Sie haben von Prophylaxe-Helfern gesprochen. Wie sieht deren Aufklärungsarbeit für Kinder aus?

Hofmeister: Diese Fachkräfte leisten eine sehr gute Arbeit im Präventionsbereich der Mundhygiene. Sie sind speziell dafür geschult, den Kindern die Zahngesundheit näher zu bringen. Anders als wir Erzieherinnen haben sie auch das Fachwissen richtig gelernt und sich nicht nur angelesen.
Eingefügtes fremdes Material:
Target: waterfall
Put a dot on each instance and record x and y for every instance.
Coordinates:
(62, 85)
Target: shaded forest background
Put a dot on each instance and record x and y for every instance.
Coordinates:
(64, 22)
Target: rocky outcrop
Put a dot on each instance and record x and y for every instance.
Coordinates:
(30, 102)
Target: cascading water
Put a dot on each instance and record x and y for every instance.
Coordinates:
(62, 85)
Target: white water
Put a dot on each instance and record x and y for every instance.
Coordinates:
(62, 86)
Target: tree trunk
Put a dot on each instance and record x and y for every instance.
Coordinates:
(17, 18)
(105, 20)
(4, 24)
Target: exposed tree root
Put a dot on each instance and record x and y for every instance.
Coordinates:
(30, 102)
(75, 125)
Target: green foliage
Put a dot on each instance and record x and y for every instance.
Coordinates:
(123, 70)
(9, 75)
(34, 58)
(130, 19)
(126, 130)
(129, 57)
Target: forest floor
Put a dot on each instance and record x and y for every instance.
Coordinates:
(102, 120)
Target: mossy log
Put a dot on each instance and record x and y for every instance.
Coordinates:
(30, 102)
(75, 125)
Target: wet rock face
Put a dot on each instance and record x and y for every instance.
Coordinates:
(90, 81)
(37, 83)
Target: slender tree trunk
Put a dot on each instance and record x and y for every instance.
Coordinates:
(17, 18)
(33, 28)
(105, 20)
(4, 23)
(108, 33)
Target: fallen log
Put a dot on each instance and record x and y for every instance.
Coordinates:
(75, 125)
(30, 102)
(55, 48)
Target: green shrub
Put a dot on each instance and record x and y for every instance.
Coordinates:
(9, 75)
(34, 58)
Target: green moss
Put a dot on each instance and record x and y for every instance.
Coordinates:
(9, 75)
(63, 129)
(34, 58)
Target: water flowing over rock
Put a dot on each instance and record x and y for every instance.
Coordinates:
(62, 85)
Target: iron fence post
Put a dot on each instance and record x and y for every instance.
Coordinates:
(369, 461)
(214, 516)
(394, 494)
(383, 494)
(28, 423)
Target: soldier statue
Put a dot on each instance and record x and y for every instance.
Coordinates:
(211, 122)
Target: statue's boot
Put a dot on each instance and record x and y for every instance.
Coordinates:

Für uns Erzieherinnen gibt es zwar mittlerweile zahlreiche Fortbildungen in Sachen Mundhygiene für Kinder - Mausini war und ist da für uns eine sehr gute Anlaufstelle - aber trotzdem bekamen wir nicht das Fachwissen, dass ausgebildete Prophylaxe-Helfer und -Helferinnen haben. Dadurch können sie zum Teil auf die Fragen der Kinder noch genauer eingehen. Es ist gut, dass diese Zusammenarbeit mittlerweile möglich ist. Die Kinder wie auch wir Erzieherinnen erfuhren bei jeder Prophylaxe-Veranstaltung etwas Neues - beispielsweise, dass süßes Essen und Trinken die Zähne weit mehr schadet, als dies meist angenommen wird. Durch die Atmosphäre der Veranstaltung und die Möglichkeit für die Kinder, aus erster Hand zu erfahren, wie so ein Besuch bei einem Zahnarzt ablaufen kann, konnte ihnen zudem ein wenig die Angst davor genommen werden.

 

Ist die Angst vor dem Zahnarzt noch so sehr verbreitet?

Hofmeister: Da kommt es auf die Erziehung der Eltern an: Wenn diese nicht oder nur selten zum Zahnarzt gehen und die Kinder die Angst der Eltern bemerken, entwickeln sie unbewusst auch eine Angst. Durch unsere Aufklärung zur Mundhygiene und die Spiele versuchten wir, den Kindern die Angst zu nehmen. Da konnten wir aber nur bedingt helfen. Es ist wichtig, dass die Eltern ihre Kinder an den Gang zum Zahnarzt gewöhnen, sodass daraus etwas Regelmäßiges und Alltägliches wird und nichts, wovor sie Angst haben müssen.

 

Haben Sie noch weitere Tipps für Eltern zur Mundhygiene ihrer Kinder?

Es ist wichtig, dass Eltern ihre Kinder unterstützen und die Zahngesundheit zu etwas Natürlichem machen. Dazu gehört es nicht nur, die Kinder selbst die Zähne putzen zu lassen, sondern auch noch einmal nach zu putzen. Zudem sollten Eltern ihre eigene Angst vorm Zahnarzt so gut es geht vor den Kindern verstecken. Sonst übernehmen Kinder diese Angst und gehen selbst ungerne dahin. Die meisten Zahnärzte empfehlen sogar, die Kinder von Anfang an mit in die Praxis mitzunehmen, auch wenn sie noch nicht selbst untersucht werden. So können sie sich schon mit den Räumlichkeiten vertraut machen und sehen, dass den Eltern auf dem Stuhl nichts passiert. Wenn Kindern etwas vertraut ist, haben sie weniger Angst davor, als wenn gleich eine Menge von neuen und unbekannten Eindrücken auf sie einstürmt.

 

Vielen Dank für das Interview, Frau Hofmeister!

Hofmeister: Gerne, mir hat es Spaß gemacht, von meiner früheren Arbeit zu erzählen.